Similar proportions of patients with different preliminary diagnoses (female, male, EDS hypermobile, classical, or benign hypermobility) had nuclear (49% - 52%) or single mitochondrial DNA (9.1% - 13%) variants, the higher proportions of 55% nuclear and 21% mitochondrial for dysautonomia patients not statistically significant (Table 2). Only 16 patients (4.4%) had variants qualified as likely pathogenic/ pathogenic and related to CTD by GeneDx (Table 2, middle rows), proportionally less in females (2.0%) or major EDS types (1.8% to 0.63%) but higher in males (3.5%) and those with benign joint hypermobility (6.4%) or dysautonomia (10%, some numbers statistically significant, Table 2). Most variants qualified as likely/pathogenic by GeneDx had diagnostic utility for other diagnoses (V*DUO) using the qualifications in Figure 2, conferring carrier status as with a variant in one hemochromatosis-1 (HFE, M613609) gene copy in patient #9 of Table 1 or having diagnostic utility for diseases screened as secondary findings [34] —one patient with a BRCA1 (M113705) variant, two with BRCA2 (M600185), three with two-copy variants in the HFE gene, and one with a variant in the PMS2 gene associated with colon cancer (M614337).

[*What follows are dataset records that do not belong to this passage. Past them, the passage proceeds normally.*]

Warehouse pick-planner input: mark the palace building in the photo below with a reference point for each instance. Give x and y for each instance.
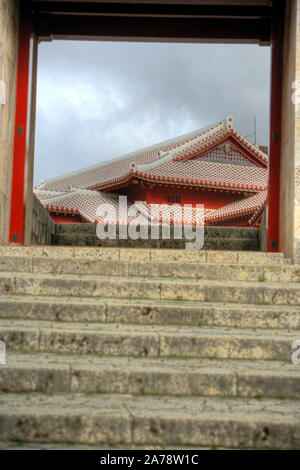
(214, 166)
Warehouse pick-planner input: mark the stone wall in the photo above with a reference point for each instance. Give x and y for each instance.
(43, 226)
(290, 160)
(215, 238)
(8, 69)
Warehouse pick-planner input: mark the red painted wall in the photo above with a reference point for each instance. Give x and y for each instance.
(158, 195)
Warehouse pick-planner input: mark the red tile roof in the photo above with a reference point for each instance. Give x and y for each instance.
(213, 157)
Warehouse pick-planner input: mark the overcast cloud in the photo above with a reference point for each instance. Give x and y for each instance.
(99, 100)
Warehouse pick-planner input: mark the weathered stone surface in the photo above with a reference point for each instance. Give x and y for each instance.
(52, 373)
(261, 424)
(149, 312)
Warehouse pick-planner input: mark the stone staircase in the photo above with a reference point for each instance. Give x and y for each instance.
(148, 349)
(216, 238)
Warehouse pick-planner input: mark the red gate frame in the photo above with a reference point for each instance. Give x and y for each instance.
(17, 219)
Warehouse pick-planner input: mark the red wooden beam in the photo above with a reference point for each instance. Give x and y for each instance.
(275, 128)
(17, 211)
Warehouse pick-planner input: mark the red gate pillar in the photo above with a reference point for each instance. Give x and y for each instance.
(275, 128)
(17, 209)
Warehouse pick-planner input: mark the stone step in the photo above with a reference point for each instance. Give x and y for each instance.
(177, 421)
(145, 340)
(209, 271)
(149, 312)
(209, 231)
(245, 244)
(145, 255)
(52, 373)
(154, 289)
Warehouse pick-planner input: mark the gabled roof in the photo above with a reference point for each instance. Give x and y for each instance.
(174, 159)
(86, 203)
(251, 207)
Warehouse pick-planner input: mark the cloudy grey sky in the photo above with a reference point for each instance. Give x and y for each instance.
(99, 100)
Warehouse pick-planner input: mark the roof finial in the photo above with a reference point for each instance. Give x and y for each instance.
(229, 122)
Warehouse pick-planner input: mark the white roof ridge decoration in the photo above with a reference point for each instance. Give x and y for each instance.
(166, 157)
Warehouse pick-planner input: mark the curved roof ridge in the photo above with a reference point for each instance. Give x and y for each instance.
(131, 155)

Table 2 (middle rows) shows that 148 patients (20% of 727) had variants of likely (VSR, VER) relevance to AAD, 227 (32% of 727) variants of possible (VUR, VCR) relevance to AAD including those with mitochondrial DNA variants, and 65 patients (8.9% of 727) variants of no diagnostic utility (VNODU) or utility for diagnosis of other diseases (V*DUO). The proportions of patients having variants with likely relevance to AAD were very similar (20% - 22%) among males, females, or patients with preliminary diagnoses of hypermobile or classical EDS. Only benign joint hypermobility patients (8 of 31, 26%) showed statistically insignificant differences.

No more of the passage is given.